Questo atto puramente simbolico ritualizza il rinnovamento del tempo che
avviene in questo periodo in cui si celebra il passaggio dell'anno.
Anticamente il 25 dicembre si celebrava la "nascita del sole"
e la Chiesa cristiana, utilizzando data e contenuti di culti pagani
precedenti, pose in questo giorno la nascita di Cristo, facilitando in tal
modo il passaggio dalla vecchia alla nuova religione.

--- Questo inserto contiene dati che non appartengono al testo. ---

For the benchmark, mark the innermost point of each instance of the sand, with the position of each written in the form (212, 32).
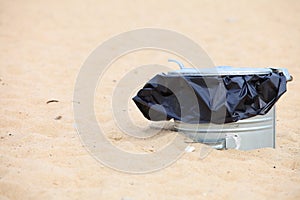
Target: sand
(43, 45)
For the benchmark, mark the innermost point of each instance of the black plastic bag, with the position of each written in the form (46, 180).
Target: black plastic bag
(205, 99)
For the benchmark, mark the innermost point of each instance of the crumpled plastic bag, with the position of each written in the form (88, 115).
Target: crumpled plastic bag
(209, 99)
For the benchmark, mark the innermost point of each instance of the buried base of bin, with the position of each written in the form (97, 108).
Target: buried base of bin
(252, 133)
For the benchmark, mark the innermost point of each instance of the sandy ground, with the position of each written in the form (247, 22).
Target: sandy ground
(43, 45)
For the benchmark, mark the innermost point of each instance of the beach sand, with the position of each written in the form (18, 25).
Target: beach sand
(43, 45)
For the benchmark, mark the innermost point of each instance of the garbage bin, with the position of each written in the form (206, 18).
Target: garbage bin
(224, 107)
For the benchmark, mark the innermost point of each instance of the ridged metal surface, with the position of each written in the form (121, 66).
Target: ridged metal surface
(252, 133)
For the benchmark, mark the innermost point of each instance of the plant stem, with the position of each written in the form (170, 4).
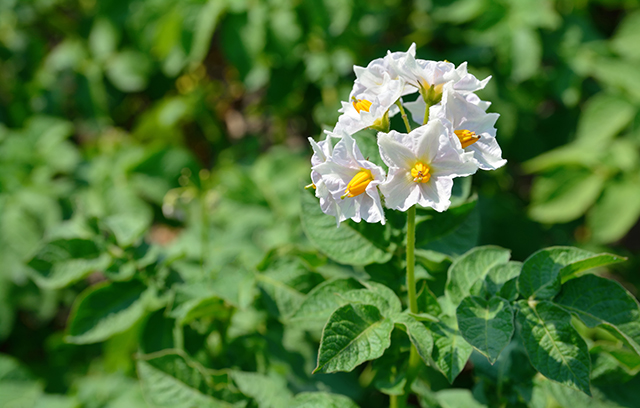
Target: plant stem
(404, 116)
(411, 244)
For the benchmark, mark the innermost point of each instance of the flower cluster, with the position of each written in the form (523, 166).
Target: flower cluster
(455, 136)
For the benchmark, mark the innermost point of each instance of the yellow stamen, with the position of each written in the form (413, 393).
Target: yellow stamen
(420, 173)
(467, 137)
(358, 183)
(361, 105)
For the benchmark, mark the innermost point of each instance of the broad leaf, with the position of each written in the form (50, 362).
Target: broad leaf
(543, 272)
(354, 334)
(486, 324)
(321, 302)
(471, 268)
(107, 309)
(378, 295)
(267, 391)
(173, 381)
(598, 301)
(321, 400)
(451, 351)
(502, 280)
(554, 347)
(349, 243)
(64, 261)
(418, 334)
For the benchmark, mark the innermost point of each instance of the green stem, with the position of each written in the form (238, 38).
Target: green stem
(404, 116)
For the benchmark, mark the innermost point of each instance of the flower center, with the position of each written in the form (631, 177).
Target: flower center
(467, 137)
(420, 172)
(361, 105)
(358, 183)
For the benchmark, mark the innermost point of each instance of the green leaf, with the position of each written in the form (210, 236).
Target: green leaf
(348, 244)
(107, 309)
(267, 391)
(418, 334)
(64, 261)
(564, 194)
(323, 300)
(451, 351)
(598, 301)
(486, 324)
(354, 334)
(171, 380)
(554, 347)
(501, 280)
(378, 295)
(128, 227)
(543, 272)
(470, 268)
(321, 400)
(615, 212)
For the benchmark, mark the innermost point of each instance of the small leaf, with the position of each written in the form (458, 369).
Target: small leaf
(323, 300)
(543, 272)
(598, 301)
(354, 334)
(107, 309)
(501, 280)
(267, 391)
(173, 381)
(64, 261)
(554, 347)
(486, 325)
(418, 334)
(471, 268)
(321, 400)
(451, 350)
(346, 244)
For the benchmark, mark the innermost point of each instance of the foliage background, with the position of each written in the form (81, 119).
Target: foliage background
(167, 142)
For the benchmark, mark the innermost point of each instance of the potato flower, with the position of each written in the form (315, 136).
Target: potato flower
(422, 166)
(350, 181)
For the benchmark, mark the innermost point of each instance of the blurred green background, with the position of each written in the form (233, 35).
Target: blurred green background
(183, 125)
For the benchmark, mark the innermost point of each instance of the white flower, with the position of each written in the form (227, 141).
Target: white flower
(473, 128)
(321, 152)
(370, 110)
(351, 182)
(422, 166)
(371, 79)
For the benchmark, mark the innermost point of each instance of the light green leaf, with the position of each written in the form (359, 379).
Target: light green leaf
(321, 400)
(598, 301)
(350, 243)
(470, 268)
(543, 272)
(564, 194)
(486, 324)
(616, 212)
(602, 118)
(107, 309)
(378, 295)
(64, 261)
(321, 302)
(554, 347)
(418, 334)
(527, 53)
(501, 280)
(128, 227)
(267, 391)
(173, 381)
(451, 351)
(354, 334)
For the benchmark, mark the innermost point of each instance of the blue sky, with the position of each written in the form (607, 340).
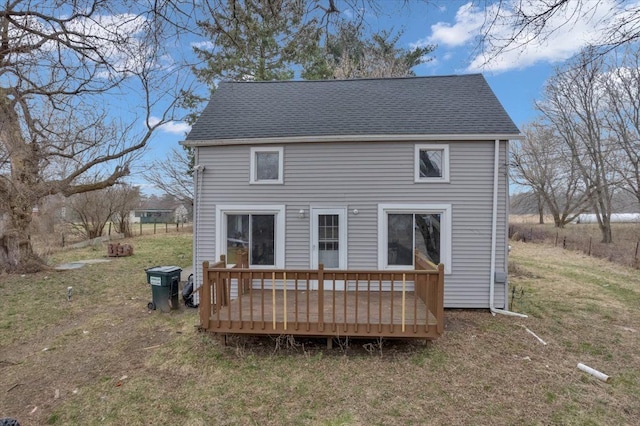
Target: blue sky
(517, 76)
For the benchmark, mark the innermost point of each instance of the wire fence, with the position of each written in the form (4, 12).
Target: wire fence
(624, 250)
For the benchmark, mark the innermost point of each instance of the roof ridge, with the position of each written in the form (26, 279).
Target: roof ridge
(416, 77)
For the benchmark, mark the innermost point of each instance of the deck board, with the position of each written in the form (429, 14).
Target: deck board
(257, 305)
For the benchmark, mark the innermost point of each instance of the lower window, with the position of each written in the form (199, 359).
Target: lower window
(410, 228)
(254, 233)
(257, 231)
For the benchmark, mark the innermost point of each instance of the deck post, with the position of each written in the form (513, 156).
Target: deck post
(321, 297)
(205, 297)
(440, 299)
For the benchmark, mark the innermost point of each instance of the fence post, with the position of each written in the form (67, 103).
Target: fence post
(321, 297)
(205, 297)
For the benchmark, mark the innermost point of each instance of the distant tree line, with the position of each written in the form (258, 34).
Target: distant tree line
(584, 149)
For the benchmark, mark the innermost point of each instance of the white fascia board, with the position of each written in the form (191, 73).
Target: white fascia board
(353, 138)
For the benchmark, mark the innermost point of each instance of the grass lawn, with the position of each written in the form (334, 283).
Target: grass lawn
(104, 359)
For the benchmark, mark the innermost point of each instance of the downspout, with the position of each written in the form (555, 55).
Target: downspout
(197, 268)
(494, 237)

Tutto il ciclo festivo che andava da Natale all'Epifania era dedicato a
pratiche propiziatorie e divinatorie (cibi rituali, frasi augurali,
regali, banchetti, ecc...).
Nel camino doveva ardere, possibilmente per tutto questo periodo, "e
zoch d'Nadèl" (il ceppo di Natale).
Pratica magica questa che anticamente era tesa ad aiutare il rinvigorirsi
del sole ed a bruciare il passato.
Il vento nella notte di Natale era ritenuto di cattivo auspicio,
specialmente (come afferma il Placucci - 1818) se si trattava di vento
proveniente da sud.
Se il giorno di Natale il tempo era soleggiato ed il clima mite la Pasqua
sarebbe stata fredda e piovosa.
Il sereno nella notte di Natale annunciava un buon raccolto di grano ed
una buona resa dei bachi da seta.
Se Natale invece cadeva in un periodo di luna nuova, e quindi era senza
luna, si prospettava mortalità nelle greggi.